The premature death of cash? – The London Economic

The premature death of cash?

By Ron Delnevo, ATMIA Executive Director Europe

Earlier this year figures were published by the Payments Council purporting to show the demise of coins and notes and the rise of the ‘cashless society’. The figures concluded that 48 per cent of payments were made in cash, with the remaining 52 per cent made up of non-cash payments.

A ‘cashless society’ is one where we would forgo all cash and instead use electronic payment systems, like the much-hyped Apple Pay, to buy everything from a pint of milk to a car.

In reality, each time an announcement like this is made, it feels like Groundhog Day. The death of cash has been predicted for almost 60 years and with each prediction there is a new contender to play the part of king-slayer. Whether it is cheques, credit and debit cards, online banking or Apple Pay, none have yet managed to depose cash from its throne.

In fact, the amount of cash in circulation in the US grew 42 per cent between 2007 and 2012, and in the UK the Bank of England has seen a 46 per cent increase in the number of notes in circulation. Despite predictions of cash disappearing, the value of cash transactions has actually remained stable.

Indeed, despite people predicting the end of cash for some time it is clear its use continues to grow. The value of notes in circulation goes up about five per cent every year and there is around £60 billion of notes in existence in Britain. And that is without also factoring in the amount of coins in circulation.
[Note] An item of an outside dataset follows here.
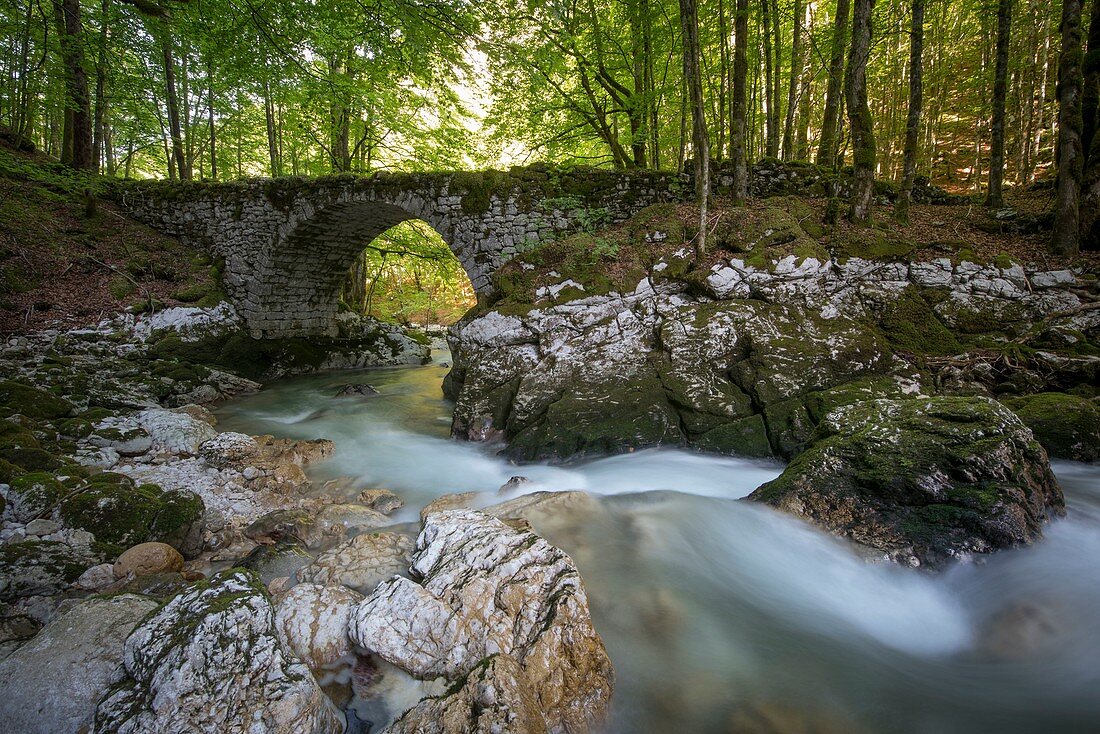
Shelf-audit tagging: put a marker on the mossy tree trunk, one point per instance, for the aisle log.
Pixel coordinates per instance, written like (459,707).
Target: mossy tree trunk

For whatever reason, most media outlets have failed to pick up on this fact, but there are numerous reasons why cash remains popular. According to Reuters, the top reasons cited by US retailers for not adopting Apple Pay are the lack of customer demand, lack of access to data on the take-up by iPhone users and the cost of implementing contactless technology.

On the other side of the equation, consumers are reluctant to give up cash because it allows for greater control of finances and budgets. Cash is also universally accepted and so can be relied upon more than any other form of payment. Nowhere is this clearer than in London. Data released in March showed that five out the top 10 areas for cash machine use were in the capitol (Bow, Brixton, Dagenham, Ealing and East Ham).

Hard cash remains the main payment means of choice, as it has ever been since it was introduced in the 4th century BC. Given it has already lasted this long, it can be confidently predicted that it will take some time before the alternatives become anything other than mere pretenders.